Ballet practice is canceled. I can catch an Uber tonight and save Benjamin the trip tomorrow. I can sit down with Aidan and clear the air between us. Not in so many words, since it would be way too embarrassing. But I want him to know that I don’t think he’s a bad person.

If he is into BDSM, then my initial assessment of him was spot-on. He wasn’t hurting Fiona out of anger or cruelty. Dominance and submission are a dance, a practice, not unlike my own.

Getting hit hurts, and so does pushing your body’s physical limits. Some days my muscles ache so badly, I can barely manage to crawl out of bed. My ballet instructor once joked that if the audience knew how much pain we put ourselves through in the name of art, only sadists would come to our shows.

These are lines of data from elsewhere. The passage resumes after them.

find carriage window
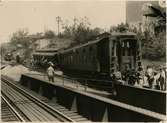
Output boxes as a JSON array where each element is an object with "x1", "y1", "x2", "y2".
[
  {"x1": 127, "y1": 42, "x2": 131, "y2": 56},
  {"x1": 122, "y1": 41, "x2": 126, "y2": 56}
]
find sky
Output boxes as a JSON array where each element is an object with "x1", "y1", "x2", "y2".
[{"x1": 0, "y1": 0, "x2": 126, "y2": 43}]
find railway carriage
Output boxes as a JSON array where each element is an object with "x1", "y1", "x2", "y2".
[
  {"x1": 33, "y1": 49, "x2": 57, "y2": 68},
  {"x1": 56, "y1": 32, "x2": 141, "y2": 77}
]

If Aidan is a sadist, shouldn’t it count for something that he’s only hurting masochists who come to his house of their own free will?

I think it should.

“Actually,” I say, “I think I’m going to head back tonight.”

I text Jen to let her know I’m coming home early. It doesn’t take long to get my things together. I don’t realize I’m still wearing my school uniform until I’ve already packed away most of my clothes. Technically, Uber drivers aren’t supposed to take riders under eighteen, but Jasmine and I get around that rule by having them pick us up and drop us off in a neighboring church’s parking lot.

The older woman who pulls up in front of the church side-eyes my plaid skirt, but doesn’t mention it. Jen doesn’t text me back the whole hour-long ride to Aidan’s house. It seems too early for her to be in bed, but she does like to get a jump on the day.

I assume I’ll have to get out at the gate and walk up to the house. But as we approach the entrance, the gate stands open. We make the turn.

“Looks like someone’s having a party,” my Uber driver says.

I note the cars parked along the curved drive and the lights pouring out of almost every window on this side of the house.

The driver drops me at the front door and I go inside.

Instrumental music plays from somewhere within the house. I didn’t know Aidan had a sound system, but then, it’s not like he had a reason to use it. Two men who look to be in their mid-twenties greet me with subtle bows. I’ve never seen either of them before, and both seem to be actively avoiding eye contact with me.

“May I take your coat, Miss?” asks the man with a pierced eyebrow.

“Um, sure.” I set my bags down, shrug out of my winter coat, and let him take it from me.

The other man, slightly shorter and fuller-figured, gestures to my bags. “Would you like us to hold onto your gear?”